Il calcio negato di Elias un ragazzo italiano
Il calcio è quello sport dove Francesco, Raffaele, Pietro si allenano con Elias e poi, loro, alla domenica mettono la maglietta con il numero e il proprio cognome sulla schiena e vanno in campo a giocare, mentre Elias li guarda con lo sguardo triste, seduto in jeans e felpa, dietro alla recinzione del campo.
Il calcio è quello sport dove Elias alla domenica deve andare in tribuna perché non ha il permesso di soggiorno in regola, non ha ancora la cittadinanza italiana e deve aspettare di compiere diciotto anni.

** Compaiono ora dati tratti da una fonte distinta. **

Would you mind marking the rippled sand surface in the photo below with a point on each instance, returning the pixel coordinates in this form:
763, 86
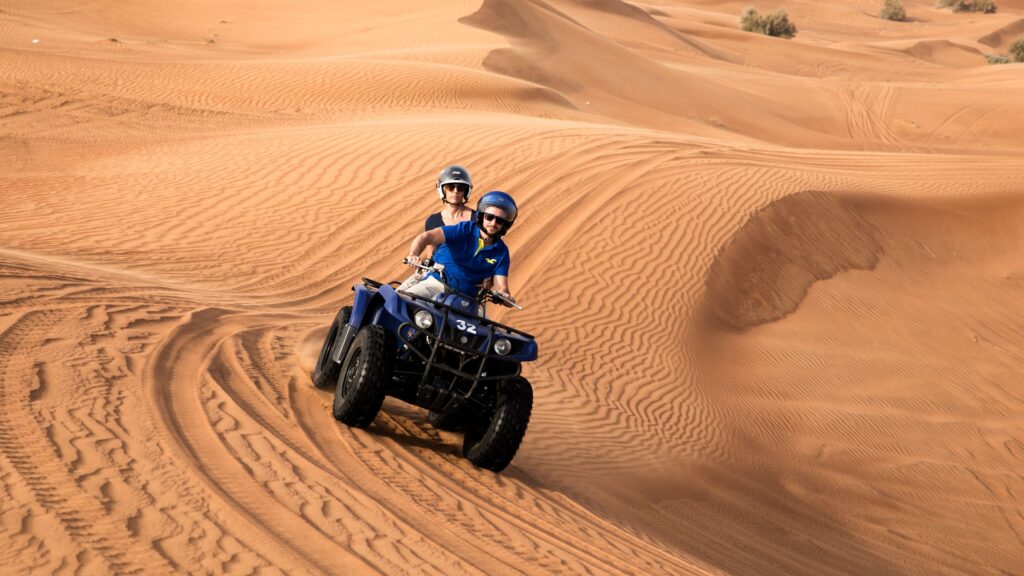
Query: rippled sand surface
778, 286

Il calcio è quello sport dove Francesco, Raffaele, Pietro quando uno della loro squadra segna un goal, tutti e tre corrono davanti alla recinzione dove è seduto Elias e lo abbracciano tra le maglie di ferro, felici di poter condividere in quel modo una gioia, anche se, in fondo, non capiscono proprio il perché.

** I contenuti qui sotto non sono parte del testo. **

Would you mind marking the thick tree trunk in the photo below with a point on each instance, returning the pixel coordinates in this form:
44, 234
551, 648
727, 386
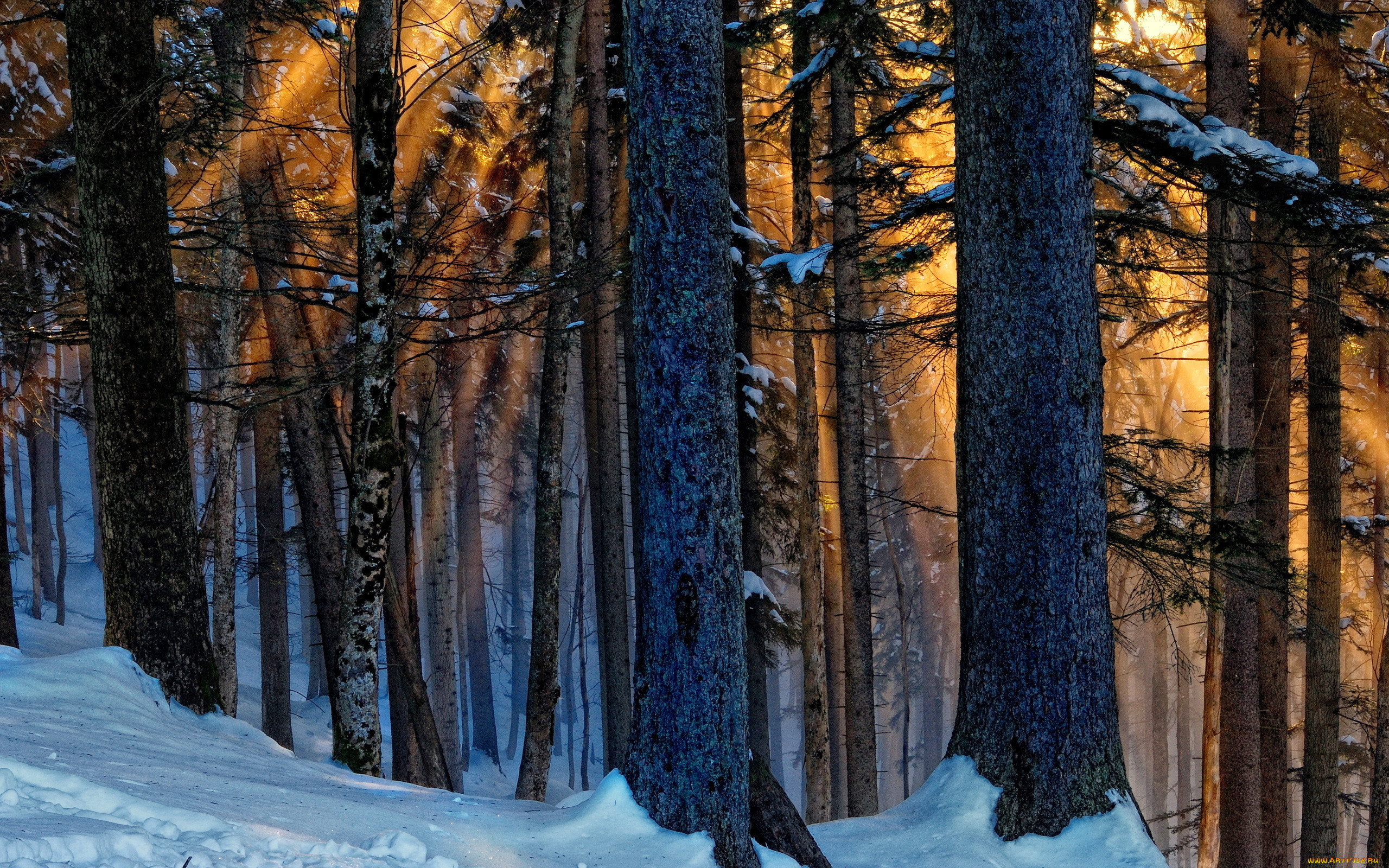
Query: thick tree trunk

Il calcio è quello sport dove un giorno la squadra di Francesco, Raffaele, Pietro segna e loro corrono verso il suo posto in tribuna, ma non lo vedono più, perché Elias ogni volta che vede che il suo cognome non è nella lista dei convocati perché il regolamento non lo permette, scoppia a piangere e resta a casa a guardare il risultato su whatsapp.
Il calcio è quello sport dove Elias fa il tifo per i suoi compagni come se giocasse perché, a essere sincero, questa storia che lui si alleni come gli altri e vada a scuola come gli altri e poi non possa giocare non gli va più giù, ma non può farci niente: è la legge, è la burocrazia, gli ripetono.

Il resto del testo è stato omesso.